Engelen en mensen waren allen verenigd in één plan om te zijn, zie je, zo groot en vanwege zijn erfzonde verloor hij de Bovennatuurlijke gaven zoals onsterfelijkheid, die Adam en Eva bezaten vóór de val van de mens in de erfzonde, en het vermogen om te vliegen dat engelen zouden hebben. In de vroege moderne tijd werd de term door wetenschappers gebruikt om te verwijzen naar abnormaliteiten en vreemde verschijnselen van verschillende aard die leken af te wijken van de normen van de natuur.

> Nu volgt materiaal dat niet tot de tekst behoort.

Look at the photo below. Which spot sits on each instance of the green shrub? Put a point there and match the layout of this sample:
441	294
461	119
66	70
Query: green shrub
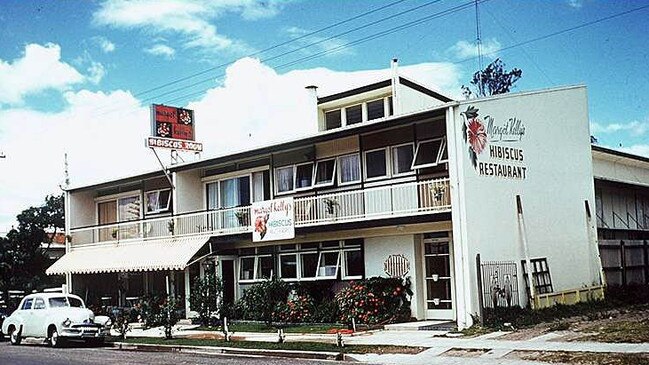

Als we het hebben over het universum, zei de H. Paulus is dit voor de verheerlijking van de kinderen van God, ja, omdat de schepping is gemaakt voor de mensheid. Vanwege de erfzonde leed de Schepping, maar nu met de gedoopte mensen komen die terug naar het oorspronkelijke denken van God de Vader de Zoon en de Heilige Geest, de hele Kerk. De hele schepping streeft naar de verheerlijking van de Schepper, Gods glorie. En dat is ook voor ons mensen, we zijn meer dan een bloem. Jezus heeft ons gezegd niet bang te zijn voor morgen en om te kijken naar de vogels en dat korenbloemen mooier gekleed zijn dat Salomo in al zijn pracht. Jezus heeft het over Gods Voorzienigheid, Gods plan. En dat betekent dat de eeuwige liefde van God over alles zal heersen en terug zal keren naar Hem en de schoonheid van de Schepping.